Наконец, „друзья“ до того ровно ничего не понимают в Шумане, что даже признают значительными только те сочинения его, которые были созданы им до его свадьбы, т. е. до 40-го года. „В 40-м году, — говорит г. Коптяев, — он был уже бессмертным: умри он тогда, осталось бы впечатление чего-то цельного и совершенного!..“ Итак, Шуман имел несчастье сочинить еще много великих, истинно гениальных произведений после 40-го годя, но нам запрещено признавать их великими! Его симфонии, которые даже спустя много десятилетий после смерти Шумана сам Чайковский, высокоталантливый симфонист, признавал созданиями великими, вместе со всею музыкальною Европою — с Листом во главе, — его чудные увертюры (особливо к „Манфреду“), его изумительные сцены из „Фауста“ (особливо сцена в соборе, при трагически мрачных речах злого духа к измученной душою Гретхен), его несравненный „Мистический хор“ в том же „Фаусте“, наконец его олицетворение кельнского собора в четвертой картине его „Рейнской симфонии“, превосходящее величием и гигантскою мощью все самое великое и грандиозное, созданное во всю жизнь Шуманом — все эти вещи, которые недостойны прежнего, молодого Шумана, вещи, мешающие ему быть „цельным и совершенным!“
В ненасытимом желании как-нибудь укусить Шумана (и все при множестве, впрочем, похвал — ровно ничего не стоящих) „русские друзья“ Шумана прибегают не только к очень разнообразным глупостям, но прямо и к клеветам. Подручный, г. Коптяев, в доказательство мистицизма и странного чудачества великого композитора указывает, как на что-то необычайное, на фамилии и имена, выраженные им в музыкальных темах (ASCH, ABEGG и т. д.) — Но чему же тут дивиться? Всякий, кто хоть сколько-нибудь знает историю музыки, — помнит, как еще в XVIII веке великий Бах в нотах выражал свою фамилию (В-А-С-Н), как это же делали многие его современники, как в XIX веке то же самое производили с фамилиею Баха и Лист, и Шуман, как у нас Глазунов писал прелестную сюиту на буквы S-A-S-C-H-A (Саша), а Кюи — скерцо на буквы девичьей фамилии своей жены: B-A-B-E-G (Bamberg) и на буквы своего собственного имени и фамилии С-С (Cesar Cui). Неужели во всех этих случаях непременно надо видеть „мистицизм“, чудачество и что-то странно-безумное?

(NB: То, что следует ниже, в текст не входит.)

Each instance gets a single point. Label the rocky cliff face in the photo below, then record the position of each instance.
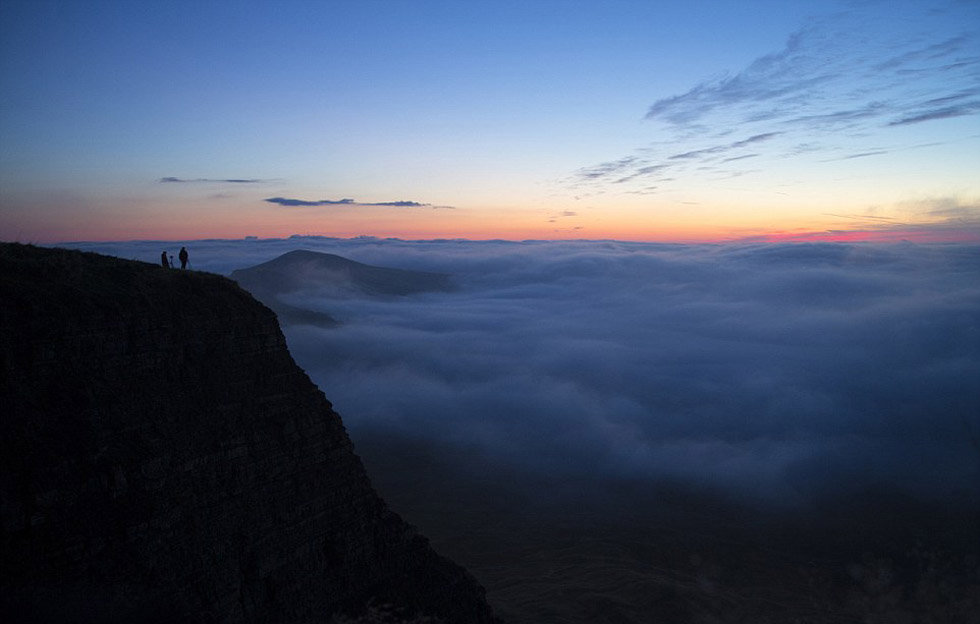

Но у принципала „друзей“, у самого г. Иванова встречаются вещи, еще гораздо показистее. Он совершенно развязно уверяет, что в 40-х годах XIX века тогдашние авторитеты и светила ценили Шумана не больше простой публики. „Они обращались к нему тогда, когда имели надобность в его критической поддержке. Так делали Шопен, Мендельсон, Берлиоз, Гиллер, все вообще. Они смотрели на него как на критика, мнения которого при случае поддержат их своим весом… Как композитора они ценили его немного…“ Прочитав это, может быть, иные скажут: „Какая дерзость!..“ А я скажу: Какая мерзость! Как это г. критик „Нового времени“ осмеливается произносить такую черную клевету на целую массу высокозамечательных людей и талантов Европы!.. Да еще клевету на Листа, искренно обожавшего Шумана, вопреки всем гадким выдумкам г. Иванова! Как это он дерзает обвинить и Шумана как подкупаемого и Листов, Берлиозов, Мендельсонов и всех вообще (по его словам) как подкупателей. Где факты, где доказательства? В каком смрадном болоте живет, повидимому, г. Иванов, откуда переносит постыдные привычки на чужие земли, на чужие времена, на чужих людей, великих не только талантом, но и душой? И к чему это понадобился Шуман — собственно для проявления всего невежества, всей нелепости и всей злобы нескольких музыкальных париев и нищих духом!